Track Work: Where Champions Are Built
Dino’s sprint and endurance training program is not for the weak-minded. It’s brutal. It’s unforgiving. And it’s where he separates those who want to win from those who say they want it.
“Anyone can hit pads,” Dino says. “But go run 800 meters in under 3 minutes — after sparring, in Miami heat. That’s when I see your lungs, your legs, and your heart.”
For Dino, track work is more than cardio. It’s psychological warfare. It kills excuses. It strips away ego. It shows who’s ready — and who’s just talking.
The Cost of Weak Choices
As both Robert and Dino have seen time and time again, it’s rarely the opponent that ends a fighter’s career. It’s the nightlife. The distractions. The bad decisions made off the clock.
“Most fighters lose the fight before the bell even rings,” Robert says. “They lose it when they hit snooze. When they start chasing highs instead of routine.”
The Journal of Clinical Sport Psychology backs them up: athletes with poor emotional regulation and weak goal structures burn out at double the rate. Discipline and structure aren’t optional — they’re lifelines.

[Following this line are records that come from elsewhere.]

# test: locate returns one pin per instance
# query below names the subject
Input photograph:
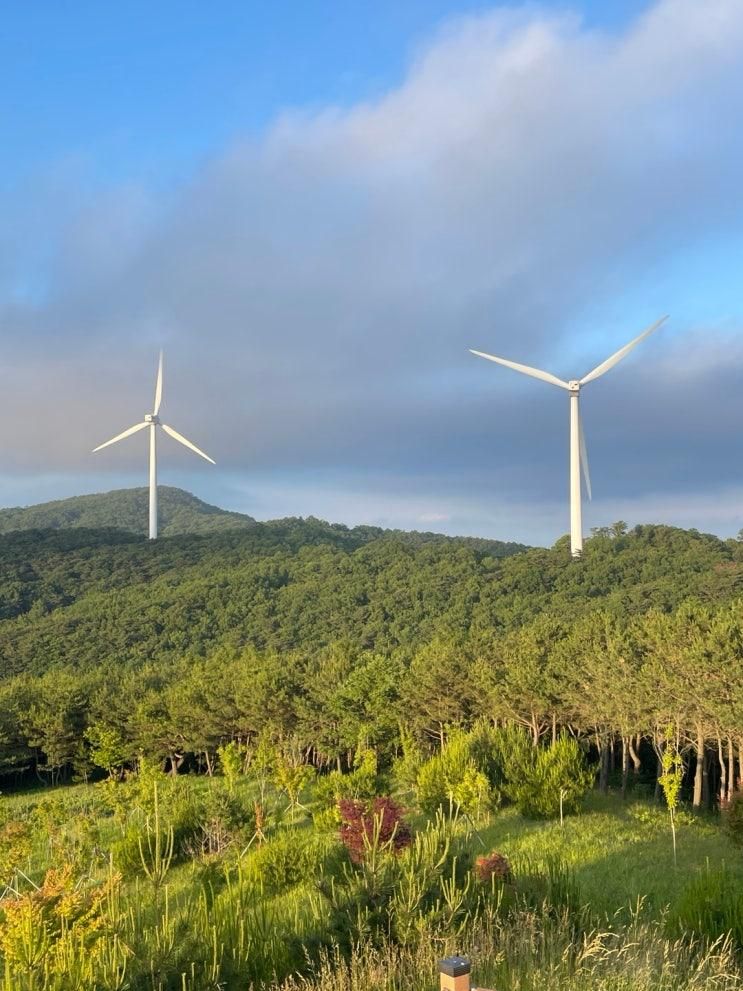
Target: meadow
(241, 881)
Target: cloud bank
(533, 188)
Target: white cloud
(316, 290)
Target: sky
(316, 209)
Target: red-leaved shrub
(492, 865)
(365, 822)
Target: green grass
(619, 852)
(244, 916)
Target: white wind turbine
(578, 454)
(152, 420)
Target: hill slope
(125, 509)
(86, 597)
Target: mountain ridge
(180, 512)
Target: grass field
(594, 904)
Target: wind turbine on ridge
(578, 453)
(153, 421)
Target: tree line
(617, 684)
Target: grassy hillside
(596, 905)
(125, 509)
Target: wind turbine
(153, 421)
(578, 453)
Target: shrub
(378, 822)
(710, 906)
(289, 858)
(558, 779)
(232, 761)
(222, 821)
(330, 789)
(492, 865)
(451, 777)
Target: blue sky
(152, 89)
(317, 207)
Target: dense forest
(125, 509)
(323, 635)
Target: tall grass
(534, 952)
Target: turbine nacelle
(578, 453)
(153, 420)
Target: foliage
(232, 761)
(732, 818)
(710, 906)
(491, 866)
(556, 781)
(378, 822)
(672, 777)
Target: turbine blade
(186, 443)
(525, 369)
(584, 457)
(621, 353)
(159, 386)
(121, 436)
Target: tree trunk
(625, 765)
(723, 772)
(635, 757)
(604, 772)
(731, 769)
(699, 771)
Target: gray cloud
(316, 290)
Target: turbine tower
(578, 453)
(153, 421)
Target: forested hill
(125, 509)
(89, 597)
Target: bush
(361, 783)
(289, 858)
(222, 821)
(492, 865)
(710, 906)
(451, 777)
(558, 778)
(377, 823)
(732, 818)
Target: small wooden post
(455, 974)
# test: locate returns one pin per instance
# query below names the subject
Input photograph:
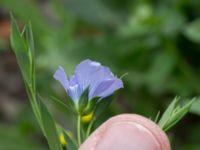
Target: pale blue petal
(61, 77)
(101, 88)
(91, 73)
(115, 86)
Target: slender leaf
(49, 127)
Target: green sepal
(101, 106)
(59, 102)
(71, 144)
(83, 101)
(174, 113)
(91, 105)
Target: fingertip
(127, 131)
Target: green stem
(89, 128)
(79, 130)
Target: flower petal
(91, 73)
(61, 77)
(115, 86)
(102, 87)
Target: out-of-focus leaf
(192, 31)
(159, 71)
(11, 134)
(91, 10)
(196, 107)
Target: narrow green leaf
(71, 144)
(196, 107)
(83, 101)
(20, 49)
(157, 117)
(178, 115)
(101, 106)
(174, 113)
(60, 102)
(49, 127)
(168, 112)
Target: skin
(127, 132)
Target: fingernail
(127, 136)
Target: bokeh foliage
(156, 42)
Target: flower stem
(89, 128)
(79, 130)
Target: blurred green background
(157, 42)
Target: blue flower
(99, 79)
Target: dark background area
(156, 42)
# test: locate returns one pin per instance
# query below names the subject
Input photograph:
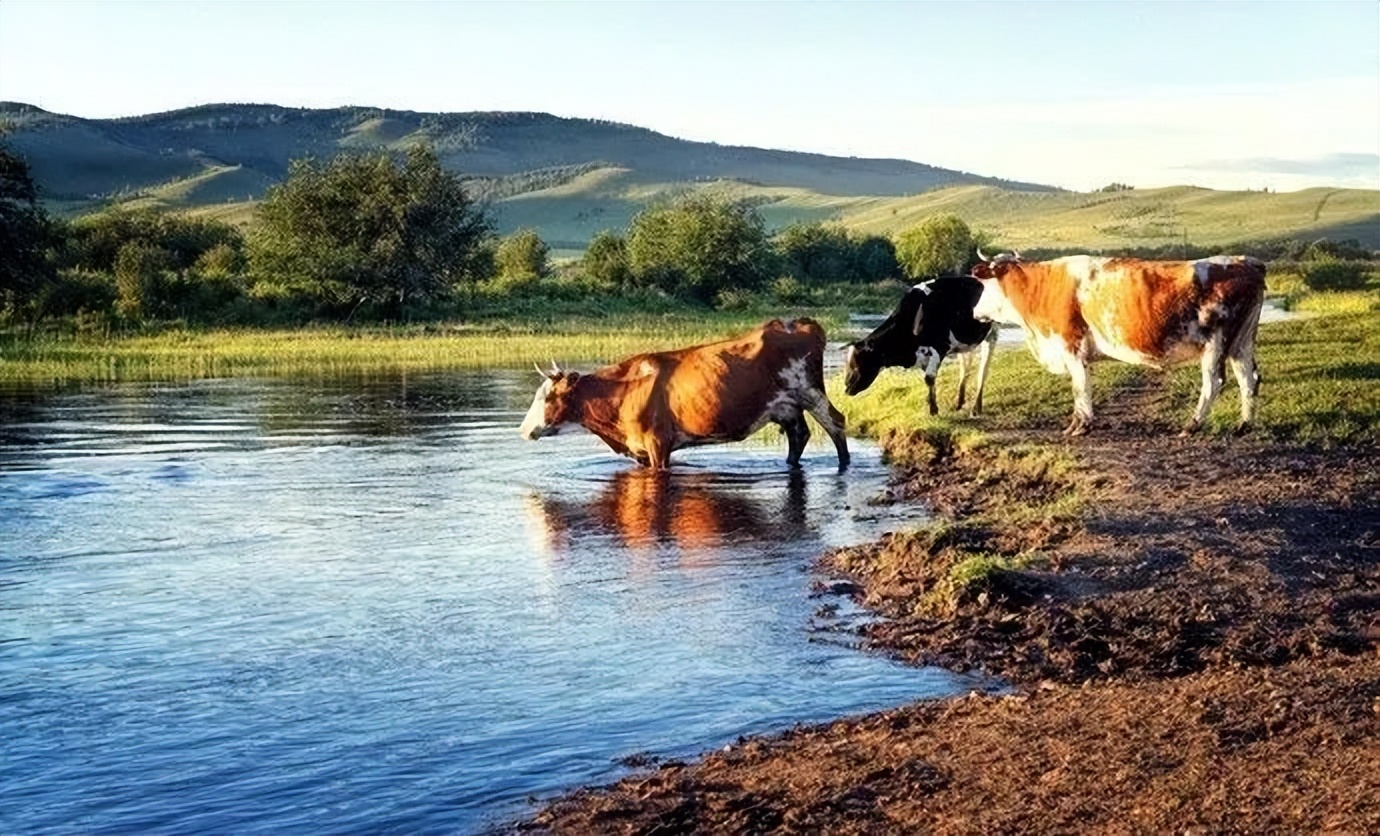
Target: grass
(1321, 388)
(329, 351)
(1321, 385)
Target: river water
(366, 606)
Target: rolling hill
(569, 178)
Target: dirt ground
(1195, 650)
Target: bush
(1335, 273)
(937, 246)
(733, 298)
(76, 293)
(698, 246)
(790, 291)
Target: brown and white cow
(1154, 313)
(650, 404)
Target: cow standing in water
(1154, 313)
(932, 320)
(650, 404)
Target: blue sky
(1230, 95)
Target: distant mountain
(569, 178)
(89, 159)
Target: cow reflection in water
(694, 512)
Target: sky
(1077, 94)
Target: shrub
(1335, 273)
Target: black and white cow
(933, 320)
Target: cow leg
(984, 359)
(1213, 371)
(658, 454)
(831, 421)
(796, 435)
(963, 362)
(1242, 359)
(1082, 397)
(932, 359)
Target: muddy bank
(1193, 628)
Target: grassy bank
(204, 353)
(1321, 385)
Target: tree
(700, 247)
(937, 246)
(26, 235)
(140, 268)
(605, 261)
(370, 228)
(875, 258)
(522, 257)
(95, 240)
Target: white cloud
(1158, 137)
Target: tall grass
(188, 355)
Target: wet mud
(1190, 628)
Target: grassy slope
(1321, 385)
(1139, 218)
(202, 157)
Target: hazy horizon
(1226, 95)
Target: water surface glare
(367, 606)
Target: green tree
(819, 253)
(605, 261)
(700, 247)
(370, 228)
(95, 240)
(140, 271)
(939, 244)
(875, 260)
(26, 235)
(522, 257)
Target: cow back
(723, 389)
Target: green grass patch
(178, 355)
(1321, 385)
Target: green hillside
(569, 178)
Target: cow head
(861, 364)
(994, 304)
(552, 406)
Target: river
(366, 606)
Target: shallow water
(369, 607)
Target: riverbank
(174, 353)
(1191, 628)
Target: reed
(178, 355)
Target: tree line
(380, 236)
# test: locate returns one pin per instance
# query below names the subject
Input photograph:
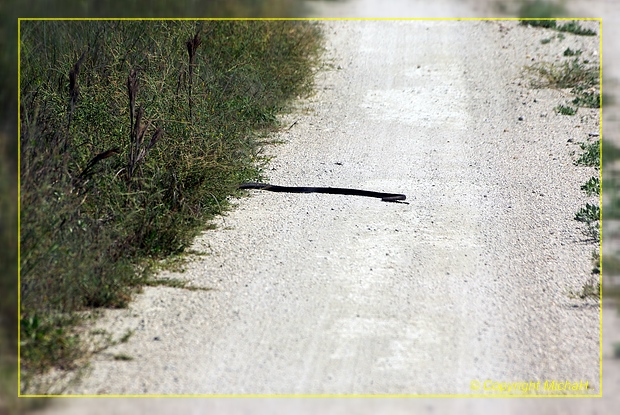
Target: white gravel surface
(334, 294)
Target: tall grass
(133, 134)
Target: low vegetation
(582, 78)
(133, 135)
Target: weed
(540, 9)
(570, 52)
(576, 29)
(565, 110)
(126, 336)
(592, 186)
(570, 74)
(589, 213)
(591, 155)
(591, 289)
(586, 99)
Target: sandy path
(321, 294)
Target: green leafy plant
(566, 110)
(588, 213)
(592, 186)
(591, 155)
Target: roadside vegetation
(581, 78)
(133, 135)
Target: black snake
(386, 197)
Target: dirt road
(322, 294)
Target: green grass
(106, 188)
(570, 52)
(566, 110)
(568, 74)
(592, 186)
(591, 154)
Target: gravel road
(324, 294)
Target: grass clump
(133, 135)
(568, 74)
(570, 52)
(591, 154)
(566, 110)
(576, 29)
(592, 186)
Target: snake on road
(386, 197)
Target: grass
(581, 77)
(591, 154)
(592, 186)
(570, 52)
(133, 135)
(540, 9)
(566, 110)
(568, 74)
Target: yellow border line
(328, 395)
(19, 227)
(600, 243)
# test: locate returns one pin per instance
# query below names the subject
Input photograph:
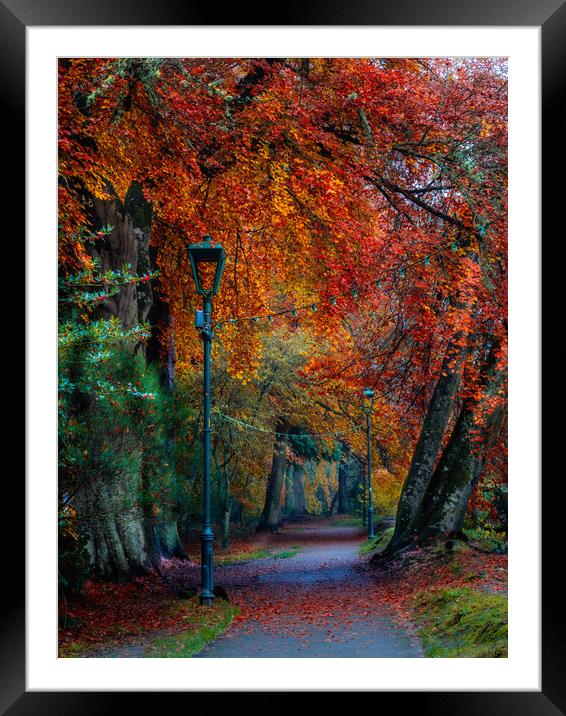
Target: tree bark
(343, 472)
(270, 517)
(428, 446)
(295, 502)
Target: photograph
(282, 353)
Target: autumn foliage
(363, 198)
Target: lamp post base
(206, 596)
(371, 530)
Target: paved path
(318, 603)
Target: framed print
(271, 309)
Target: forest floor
(305, 592)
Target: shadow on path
(318, 603)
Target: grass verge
(462, 622)
(200, 626)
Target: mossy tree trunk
(271, 515)
(426, 452)
(343, 473)
(443, 502)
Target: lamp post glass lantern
(207, 263)
(368, 395)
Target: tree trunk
(121, 538)
(295, 502)
(343, 471)
(443, 506)
(428, 446)
(271, 514)
(168, 542)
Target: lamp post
(207, 263)
(368, 394)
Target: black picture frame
(550, 15)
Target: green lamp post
(368, 407)
(207, 263)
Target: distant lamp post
(368, 407)
(207, 263)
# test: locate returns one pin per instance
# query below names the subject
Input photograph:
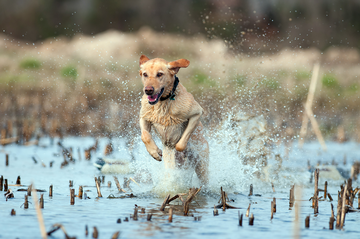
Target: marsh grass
(100, 96)
(30, 63)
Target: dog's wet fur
(176, 119)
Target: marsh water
(226, 170)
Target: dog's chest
(168, 125)
(170, 135)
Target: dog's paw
(157, 154)
(180, 147)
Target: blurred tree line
(245, 25)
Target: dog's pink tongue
(152, 97)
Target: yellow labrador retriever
(174, 114)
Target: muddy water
(225, 170)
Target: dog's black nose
(149, 90)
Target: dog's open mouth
(153, 99)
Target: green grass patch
(69, 72)
(30, 64)
(302, 75)
(354, 88)
(240, 80)
(200, 78)
(271, 83)
(330, 81)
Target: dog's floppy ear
(143, 59)
(175, 66)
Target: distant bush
(69, 72)
(329, 81)
(30, 64)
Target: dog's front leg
(150, 145)
(193, 123)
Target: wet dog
(175, 116)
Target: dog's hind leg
(169, 157)
(202, 163)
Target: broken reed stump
(118, 185)
(331, 223)
(274, 205)
(216, 212)
(338, 209)
(5, 185)
(29, 190)
(316, 205)
(192, 193)
(13, 212)
(50, 190)
(223, 197)
(316, 192)
(343, 206)
(135, 214)
(240, 218)
(95, 233)
(307, 222)
(41, 203)
(26, 203)
(115, 235)
(87, 154)
(98, 187)
(72, 196)
(80, 192)
(18, 181)
(273, 188)
(330, 198)
(108, 149)
(166, 200)
(251, 190)
(170, 214)
(325, 190)
(251, 220)
(248, 210)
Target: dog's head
(158, 76)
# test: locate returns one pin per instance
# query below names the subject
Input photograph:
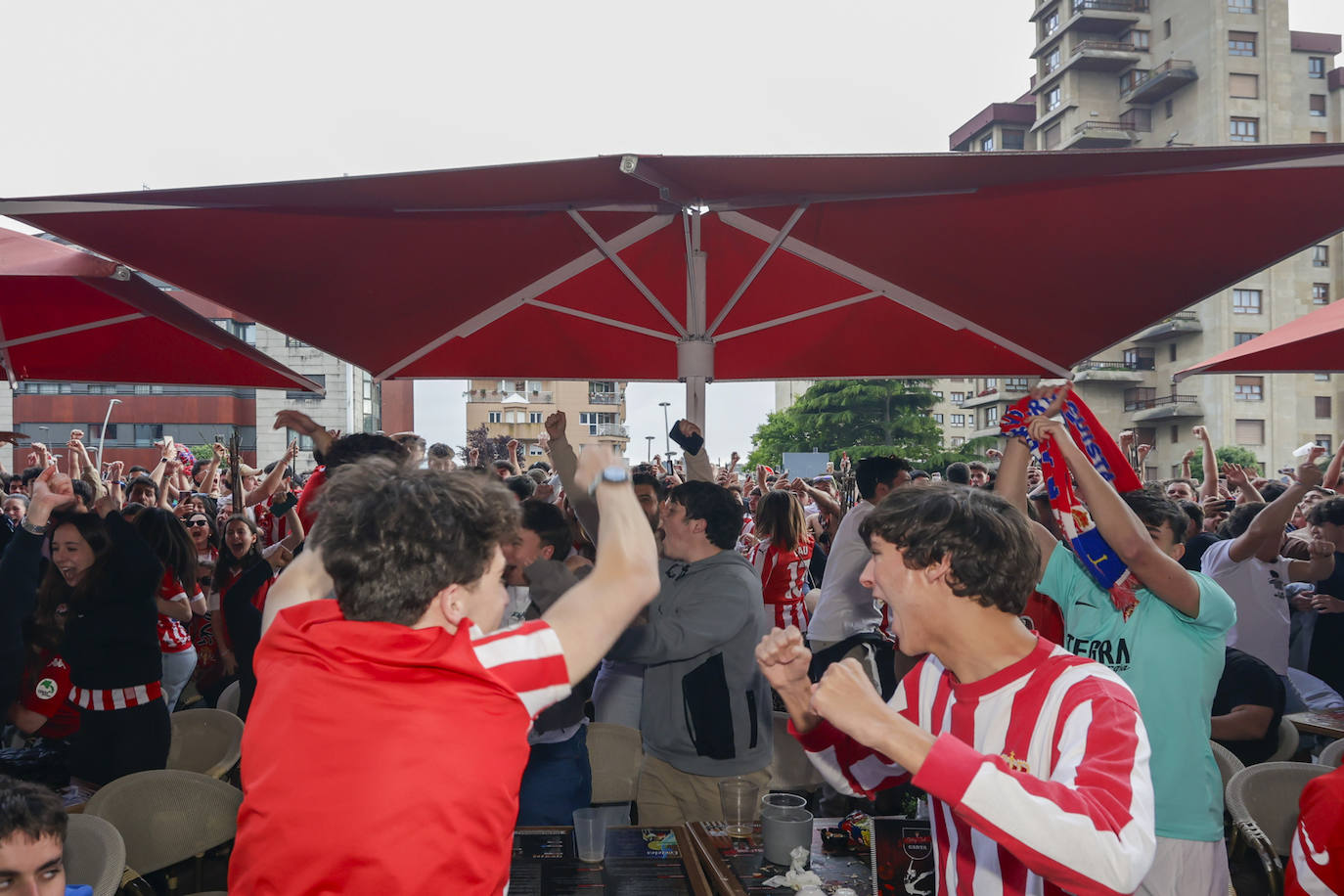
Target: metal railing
(1145, 403)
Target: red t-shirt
(46, 692)
(172, 634)
(384, 759)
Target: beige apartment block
(594, 411)
(1185, 72)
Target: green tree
(855, 417)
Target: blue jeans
(557, 781)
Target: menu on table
(640, 861)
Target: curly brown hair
(994, 555)
(392, 538)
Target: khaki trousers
(668, 795)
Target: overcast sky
(105, 97)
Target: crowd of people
(935, 628)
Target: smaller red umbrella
(1311, 344)
(67, 315)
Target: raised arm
(1118, 525)
(590, 615)
(1208, 488)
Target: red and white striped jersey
(1038, 781)
(783, 575)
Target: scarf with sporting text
(1074, 520)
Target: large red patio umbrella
(701, 267)
(1311, 344)
(67, 315)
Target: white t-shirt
(845, 607)
(1262, 612)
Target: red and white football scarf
(1071, 515)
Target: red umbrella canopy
(730, 267)
(1311, 344)
(70, 316)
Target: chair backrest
(790, 767)
(1228, 762)
(1266, 795)
(94, 853)
(167, 816)
(1287, 739)
(614, 752)
(229, 697)
(205, 740)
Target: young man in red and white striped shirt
(1035, 760)
(388, 733)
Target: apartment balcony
(1113, 371)
(1178, 324)
(1093, 17)
(1164, 407)
(496, 396)
(1161, 81)
(1103, 55)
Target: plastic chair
(205, 740)
(229, 697)
(614, 752)
(1287, 739)
(168, 816)
(1262, 801)
(790, 767)
(1228, 762)
(94, 853)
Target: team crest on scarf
(1071, 515)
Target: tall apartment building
(594, 411)
(1179, 72)
(201, 414)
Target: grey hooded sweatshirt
(706, 705)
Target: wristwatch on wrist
(609, 474)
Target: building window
(1249, 388)
(1250, 431)
(1240, 43)
(298, 395)
(1243, 86)
(1245, 130)
(1246, 301)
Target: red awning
(67, 315)
(759, 267)
(1311, 344)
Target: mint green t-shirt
(1172, 664)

The Example: Nikolay Shvab, “ICEMAN”
A living example of 369’s approach is Nikolay Shvab, a rising Kazakh prospect known as ICEMAN for his emotionless, calculated style. Under Robert Mazin’s management and Dino Spencer’s guidance, Shvab has built not only an undefeated record — but a reputation as a cold, clinical professional who treats boxing as a lifestyle, not a show.
He does the roadwork. He lives clean. He listens. He executes. And above all, he doesn’t flinch.
Brotherhood in the Ring
The partnership between Robert and Dino isn’t a business arrangement — it’s a brotherhood forged in sweat and truth.
Robert still trains regularly. He spars. He runs. He eats clean. He lives the same lifestyle he expects of his fighters, which is why his mentorship resonates so deeply.
“There’s no ego,” Dino says. “Robert doesn’t come from the sidelines — he comes from the grind.”
Together, they’ve crafted a new blueprint: build the mind, build the habits, and the wins will follow.
A Conversation on Masculinity and Mentorship
This philosophy runs deeper than just sport. In a recent podcast on the 369.ent YouTube channel, Robert and Dino explored something rarely discussed in fight sports: the shaping of modern masculinity.
They touched on emotional control, the importance of setting boundaries, the role of fathers, and how boys today are rarely taught how to carry struggle.
“Discipline is freedom,” Robert said. “And if we don’t teach our boys how to handle adversity, they’ll collapse under comfort.”
This isn’t macho posturing — it’s survival strategy in a world that rewards distraction and punishes self-control.
The Science Behind the Philosophy
Their approach isn’t just tough love — it’s backed by data. A 2023 Frontiers in Psychology meta-analysis found that athletic longevity is most strongly correlated with three traits: emotional regulation, long-term goal orientation, and resilience under adversity.
These traits can be coached — but only when there’s real mentorship, structure, and accountability. That’s what 369 Sports & Entertainment and 5th Street Gym provide.
The Future of the Fight
In the end, most fighters won’t make it. Not because they weren’t talented — but because they couldn’t stay disciplined. Couldn’t stay focused. Couldn’t stay hungry when the world offered comfort instead of struggle.
But for the few who embrace the silence, the roadwork, and the pain that comes with purpose — a different life awaits.
Because titles fade. But character never does.